Track possible multiple correlation support in nifty/ducc gridders #169

sjperkins · 2020-01-10T11:17:33Z

Codex Africanus version: 0.2.0
Python version: 3.6
Operating System: Ubuntu

Description

Nifty Gridder only supports gridding a single correlation
MS data is (row, chan, corr)
We index on corr to pass a single correlation to nifty which produces a non-contiguous array.

Solution

Make an array copy
Investigate whether nifty might be able to now support gridding multiple correlations.

mreineck · 2020-07-23T16:13:39Z

While the ducc gridder still does not support multiple correlations, it's on my todo list.

I assume that the most typical situation will be four correlations, i.e. four complex numbers for every entry in the MS instead of just one at the moment, correct? Will the weight array stay the same, or will it also increase by four?

sjperkins · 2020-07-23T16:41:46Z

Hi @mreineck. Thanks for keeping this on the horizon.

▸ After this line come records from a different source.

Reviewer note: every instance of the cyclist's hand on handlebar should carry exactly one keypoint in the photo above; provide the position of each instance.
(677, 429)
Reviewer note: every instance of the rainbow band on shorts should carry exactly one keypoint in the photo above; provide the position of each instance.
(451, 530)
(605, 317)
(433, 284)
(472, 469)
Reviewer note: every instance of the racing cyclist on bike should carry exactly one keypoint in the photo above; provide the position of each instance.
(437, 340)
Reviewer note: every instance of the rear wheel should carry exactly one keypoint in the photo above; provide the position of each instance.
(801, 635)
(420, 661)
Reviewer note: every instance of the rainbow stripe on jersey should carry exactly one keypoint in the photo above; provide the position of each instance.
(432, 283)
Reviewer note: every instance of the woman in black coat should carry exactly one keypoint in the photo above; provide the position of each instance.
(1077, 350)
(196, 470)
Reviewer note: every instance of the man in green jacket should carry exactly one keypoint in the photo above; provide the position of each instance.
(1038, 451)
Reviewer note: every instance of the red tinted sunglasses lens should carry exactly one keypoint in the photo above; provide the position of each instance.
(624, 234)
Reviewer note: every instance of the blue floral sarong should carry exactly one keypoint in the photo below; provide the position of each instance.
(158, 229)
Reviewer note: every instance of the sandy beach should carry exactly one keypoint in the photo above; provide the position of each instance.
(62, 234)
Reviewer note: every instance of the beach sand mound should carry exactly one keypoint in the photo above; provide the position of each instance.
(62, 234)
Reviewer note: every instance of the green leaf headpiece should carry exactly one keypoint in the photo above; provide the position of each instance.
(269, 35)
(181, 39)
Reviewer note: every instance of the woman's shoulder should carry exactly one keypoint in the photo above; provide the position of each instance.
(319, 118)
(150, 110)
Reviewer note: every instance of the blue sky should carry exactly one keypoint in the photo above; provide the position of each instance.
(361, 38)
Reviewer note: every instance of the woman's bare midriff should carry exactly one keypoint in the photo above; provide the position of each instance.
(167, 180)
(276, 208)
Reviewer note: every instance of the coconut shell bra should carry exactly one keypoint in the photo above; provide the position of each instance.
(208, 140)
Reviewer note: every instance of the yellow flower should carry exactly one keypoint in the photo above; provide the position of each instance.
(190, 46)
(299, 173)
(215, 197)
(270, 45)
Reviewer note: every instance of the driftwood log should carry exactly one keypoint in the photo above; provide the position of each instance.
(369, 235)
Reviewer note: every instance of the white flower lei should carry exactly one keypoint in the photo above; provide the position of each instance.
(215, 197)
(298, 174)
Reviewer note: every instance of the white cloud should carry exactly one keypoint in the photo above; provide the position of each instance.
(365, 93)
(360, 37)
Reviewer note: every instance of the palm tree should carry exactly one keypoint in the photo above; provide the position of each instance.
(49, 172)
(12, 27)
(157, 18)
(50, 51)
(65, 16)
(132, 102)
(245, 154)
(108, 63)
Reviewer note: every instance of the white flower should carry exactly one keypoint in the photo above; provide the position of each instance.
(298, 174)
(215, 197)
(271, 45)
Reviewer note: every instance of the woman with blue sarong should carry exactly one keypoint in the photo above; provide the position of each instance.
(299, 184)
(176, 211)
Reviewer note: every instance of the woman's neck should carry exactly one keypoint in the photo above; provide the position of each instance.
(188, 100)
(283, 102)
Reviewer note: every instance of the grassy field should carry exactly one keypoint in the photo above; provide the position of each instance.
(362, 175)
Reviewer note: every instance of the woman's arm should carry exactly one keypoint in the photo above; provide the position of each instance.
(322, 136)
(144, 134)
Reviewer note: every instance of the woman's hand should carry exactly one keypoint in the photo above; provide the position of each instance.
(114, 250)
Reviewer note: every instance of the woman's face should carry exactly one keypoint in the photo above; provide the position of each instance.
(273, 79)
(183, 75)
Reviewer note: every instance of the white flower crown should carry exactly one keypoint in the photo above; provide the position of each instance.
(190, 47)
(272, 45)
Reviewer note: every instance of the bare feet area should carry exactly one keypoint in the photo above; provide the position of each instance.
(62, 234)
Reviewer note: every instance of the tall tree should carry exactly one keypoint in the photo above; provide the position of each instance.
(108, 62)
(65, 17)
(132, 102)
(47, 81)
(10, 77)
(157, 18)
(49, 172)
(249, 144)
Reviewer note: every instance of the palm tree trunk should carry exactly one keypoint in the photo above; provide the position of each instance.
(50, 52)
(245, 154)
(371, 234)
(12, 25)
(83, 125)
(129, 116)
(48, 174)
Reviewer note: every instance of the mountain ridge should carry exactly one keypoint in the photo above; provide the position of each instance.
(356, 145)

I would say one, two and four correlations are the typical cases. The WEIGHT and WEIGHT_SPECTRUM arrays always have a correlation dimension which is the same as that in the DATA, FLAG, CORRECTED_DATA etc. arrays.

See the CASA MSv2.0 spec for confirmation: https://casa.nrao.edu/Memos/229.html#SECTION00061000000000000000

From admittedly hazy memory, I think I just decided to pass non-contiguous arrays into the nifty gridder. I remember it sent many warning messages about non-contiguous arrays to the console, which I think you removed?

mreineck · 2020-07-23T16:59:46Z

OK, I'll see how that fits into the design. My hope is that I can use vector instructions when gridding/degridding multiple values that are at identical (u,v,w) locations. If that works, then a single pass doing four correlations might be noticeably faster than four separate passes doing the one correlation at a time.

Passing non-contiguous arrays is probably not such a big deal. There will be slightly more cache misses, but the effect on overall performance is probably small.

sjperkins · 2020-07-24T08:40:15Z

I would say one, two and four correlations are the typical cases.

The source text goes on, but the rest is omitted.